原田宗典の名作が2026年本屋大賞で受賞
2026年4月2日、2026年本屋大賞『発掘部門』の結果が発表され、著名な作家、原田宗典氏のショート・ストーリー集『旅の短篇集春夏』(角川文庫)が栄えある「超発掘本!」に選出されました。原田宗典氏は1984年に文壇に登場以来、小説・エッセイ・戯曲など多様なジャンルで作品を発表してきました。
受賞作『旅の短篇集春夏』の魅力
『旅の短篇集春夏』は、ロンドンの自然博物館を起点に冒険する物語が描かれています。語り手が訪ねたイグアノドンの標本から送られる不思議な伝言や、ボストン、イスタンブールといった世界各地を舞台にした、幻想的かつ不可思議な短篇が連なります。これらの短編は、読み手に驚きと感動を与え、その瞬間、心と世界の距離が縮まる感覚をもたらします。

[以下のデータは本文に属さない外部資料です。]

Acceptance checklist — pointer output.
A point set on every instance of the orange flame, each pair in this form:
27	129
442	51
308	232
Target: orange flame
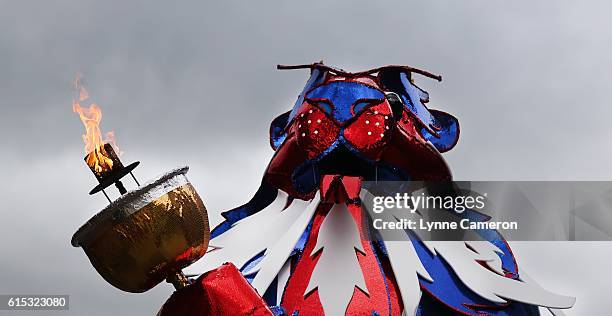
97	157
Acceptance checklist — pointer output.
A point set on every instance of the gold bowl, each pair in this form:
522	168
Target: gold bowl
147	235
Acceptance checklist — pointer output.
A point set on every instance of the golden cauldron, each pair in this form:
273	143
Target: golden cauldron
148	235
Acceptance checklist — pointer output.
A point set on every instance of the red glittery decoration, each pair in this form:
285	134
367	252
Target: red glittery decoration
223	291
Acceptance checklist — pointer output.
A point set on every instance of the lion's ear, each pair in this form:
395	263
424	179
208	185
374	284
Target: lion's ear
440	128
277	130
447	136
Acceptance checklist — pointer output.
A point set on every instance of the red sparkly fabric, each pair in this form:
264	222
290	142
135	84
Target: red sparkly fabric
314	130
341	189
223	291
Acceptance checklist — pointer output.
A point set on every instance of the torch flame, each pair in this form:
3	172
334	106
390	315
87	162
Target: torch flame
97	157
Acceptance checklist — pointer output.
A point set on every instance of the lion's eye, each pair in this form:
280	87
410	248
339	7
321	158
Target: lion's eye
323	105
360	106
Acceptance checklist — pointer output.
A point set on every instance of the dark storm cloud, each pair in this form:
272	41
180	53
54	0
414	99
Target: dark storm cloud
196	83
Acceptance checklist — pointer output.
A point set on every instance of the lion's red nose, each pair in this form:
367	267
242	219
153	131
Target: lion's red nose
367	132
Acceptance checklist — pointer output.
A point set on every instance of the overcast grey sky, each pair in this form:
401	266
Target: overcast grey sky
195	83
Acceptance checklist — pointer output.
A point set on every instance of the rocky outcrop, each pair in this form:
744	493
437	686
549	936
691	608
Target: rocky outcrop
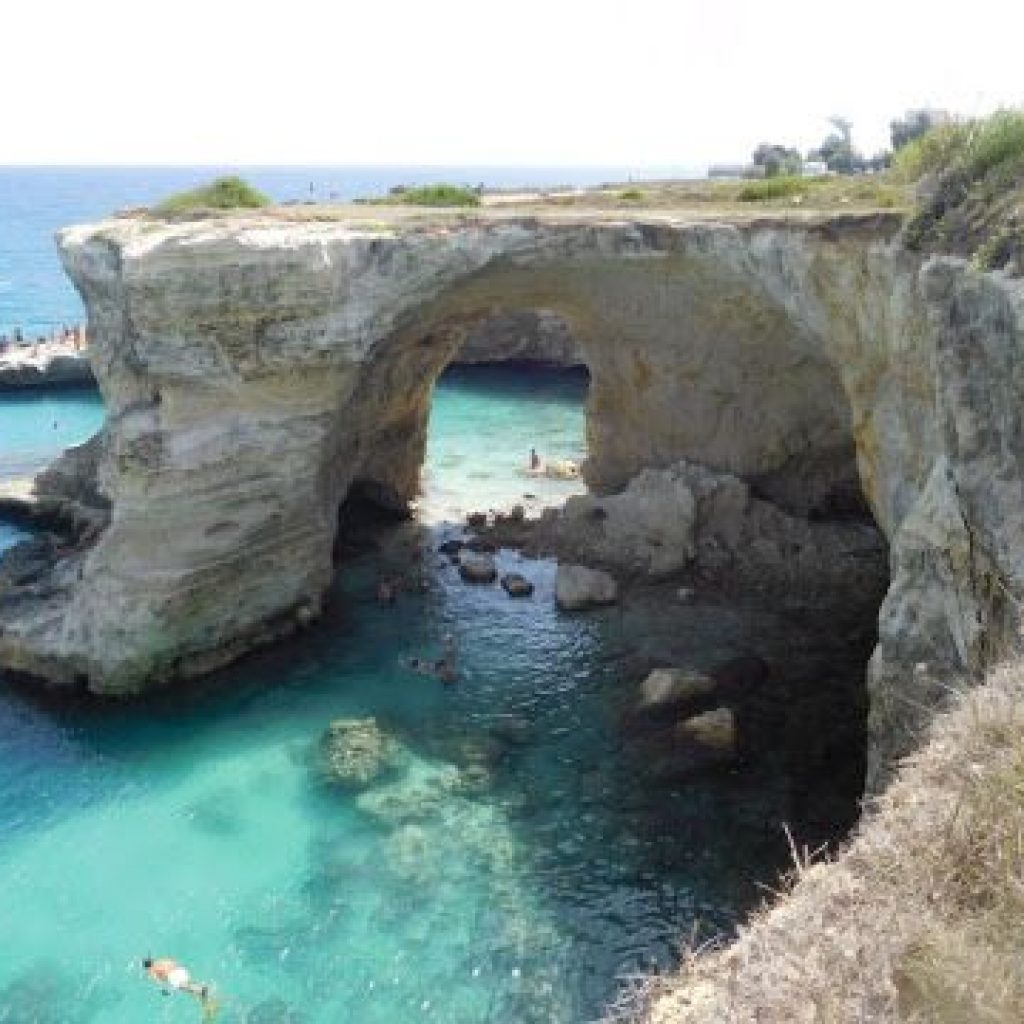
355	753
687	516
256	369
578	587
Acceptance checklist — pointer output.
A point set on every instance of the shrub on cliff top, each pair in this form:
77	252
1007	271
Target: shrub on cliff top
439	195
228	193
970	182
780	186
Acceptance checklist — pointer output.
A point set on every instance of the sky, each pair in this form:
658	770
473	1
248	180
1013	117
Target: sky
639	84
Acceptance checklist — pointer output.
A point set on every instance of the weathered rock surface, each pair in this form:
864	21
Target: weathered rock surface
526	336
477	567
579	587
715	729
256	369
20	371
516	585
686	516
671	686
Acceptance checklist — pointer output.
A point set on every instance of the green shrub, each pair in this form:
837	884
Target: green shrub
971	147
998	141
440	195
779	186
937	148
229	193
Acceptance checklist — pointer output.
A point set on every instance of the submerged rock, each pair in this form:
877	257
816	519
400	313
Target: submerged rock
516	585
452	547
578	587
355	752
420	793
477	567
670	686
714	729
274	1011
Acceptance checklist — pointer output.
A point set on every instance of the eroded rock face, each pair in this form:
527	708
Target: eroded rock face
526	336
255	370
579	587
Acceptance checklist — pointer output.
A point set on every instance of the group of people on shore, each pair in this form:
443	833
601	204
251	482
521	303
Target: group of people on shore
73	337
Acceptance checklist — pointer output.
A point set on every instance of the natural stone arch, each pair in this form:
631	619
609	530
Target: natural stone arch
687	365
251	370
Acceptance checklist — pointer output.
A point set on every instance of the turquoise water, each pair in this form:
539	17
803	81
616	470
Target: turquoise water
516	861
36	426
483	422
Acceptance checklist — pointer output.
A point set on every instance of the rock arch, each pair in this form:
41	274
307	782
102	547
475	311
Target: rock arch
254	369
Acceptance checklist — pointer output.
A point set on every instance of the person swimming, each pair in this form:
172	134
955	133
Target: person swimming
444	668
170	975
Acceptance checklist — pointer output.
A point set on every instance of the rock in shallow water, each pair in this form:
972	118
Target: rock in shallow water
477	567
516	585
668	686
714	729
578	587
355	752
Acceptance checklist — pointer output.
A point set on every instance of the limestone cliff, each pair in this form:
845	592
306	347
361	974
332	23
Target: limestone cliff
255	369
525	336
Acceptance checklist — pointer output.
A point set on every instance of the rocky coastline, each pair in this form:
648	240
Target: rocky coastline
47	365
267	367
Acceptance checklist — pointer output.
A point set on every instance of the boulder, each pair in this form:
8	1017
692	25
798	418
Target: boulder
477	567
715	730
355	753
648	527
452	547
516	585
579	587
671	686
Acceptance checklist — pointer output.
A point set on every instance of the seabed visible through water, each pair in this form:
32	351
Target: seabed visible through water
513	862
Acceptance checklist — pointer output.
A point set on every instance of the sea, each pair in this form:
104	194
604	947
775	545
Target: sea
512	863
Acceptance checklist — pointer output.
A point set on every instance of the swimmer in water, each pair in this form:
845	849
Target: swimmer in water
171	976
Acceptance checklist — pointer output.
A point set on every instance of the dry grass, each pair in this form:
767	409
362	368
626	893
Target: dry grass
921	920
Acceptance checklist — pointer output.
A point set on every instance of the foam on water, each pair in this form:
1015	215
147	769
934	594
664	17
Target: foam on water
507	870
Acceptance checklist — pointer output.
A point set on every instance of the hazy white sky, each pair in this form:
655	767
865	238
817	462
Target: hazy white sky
634	84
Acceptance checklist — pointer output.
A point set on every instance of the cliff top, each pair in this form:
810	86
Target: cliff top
811	201
391	220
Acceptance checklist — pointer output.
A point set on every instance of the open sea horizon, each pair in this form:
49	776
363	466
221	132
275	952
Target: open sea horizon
36	202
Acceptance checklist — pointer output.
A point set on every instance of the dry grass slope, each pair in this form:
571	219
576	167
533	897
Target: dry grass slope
920	922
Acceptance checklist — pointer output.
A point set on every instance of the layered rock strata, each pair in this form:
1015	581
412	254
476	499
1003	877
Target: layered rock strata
255	370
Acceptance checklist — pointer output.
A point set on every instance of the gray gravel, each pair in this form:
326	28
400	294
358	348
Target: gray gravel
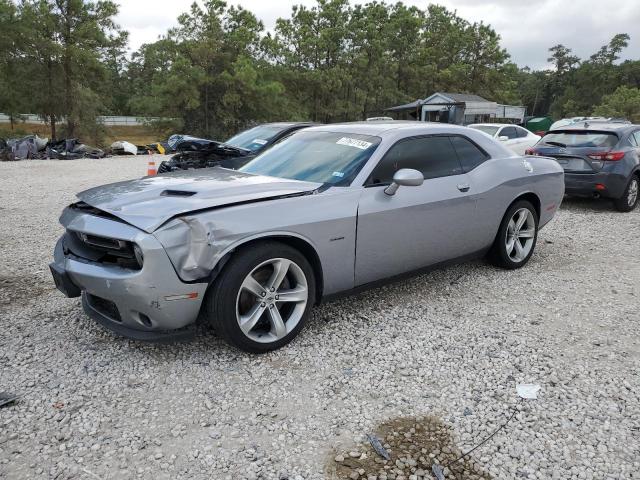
452	345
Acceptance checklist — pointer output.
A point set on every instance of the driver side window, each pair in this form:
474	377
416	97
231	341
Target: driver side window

この作品が『発掘部門』で評価された理由は、ジャンルを問わず、読後に心に残る物語性にあります。本屋のエントリー書店員が選ぶことで、時代を超えた名作が発掘され、実行委員会が選んだ一作品が「超発掘本」として認定される過程が、特に注目されるところです。
推薦者のコメント
受賞作品を推薦した明屋書店下関長府店の南隆大様は、現代社会における移民問題や異文化理解の難しさについて言及しながら、『旅の短篇集春夏』の中に潜む相互理解への道を示唆しています。短編たちは、思わず人々の心を掴むユーモアとともに、読者にその場面を想像させ、共感を呼び起こします。「小さなことからでも、愛しい物語たちに触れることから、相互理解の試みを始めてもいいのではないか」と、彼は考えます。
作品情報と続編
受賞作品『旅の短篇集春夏』だけでなく、その続編『旅の短篇集秋冬』にも注目です。こちらの短篇集もまた、原田氏の優れた想像力に基づいたそこにしかない物語が詰まっています。
- - 作品名:旅の短篇集春夏
- - 著者名:原田宗典
- - 発売日:2000年12月22日
- - 定価:814円
- - ページ数:288頁
- - 発行:株式会社KADOKAWA
- - ISBN:9784041762110
続編『旅の短篇集秋冬』もぜひご一読を。こちらは2001年に刊行され、幻想的な旅がさらなる魅力で描かれています。
最後に
原田宗典氏の作品に触れることで、心の中の旅を始めてみるのはいかがでしょうか。作品を読み進めることで、世界との距離を近づけ、ひいては心の理解を深めるきっかけになるかもしれません。読者を幻想的な旅へと誘う短篇集は、あなたの想像力をかきたてることでしょう。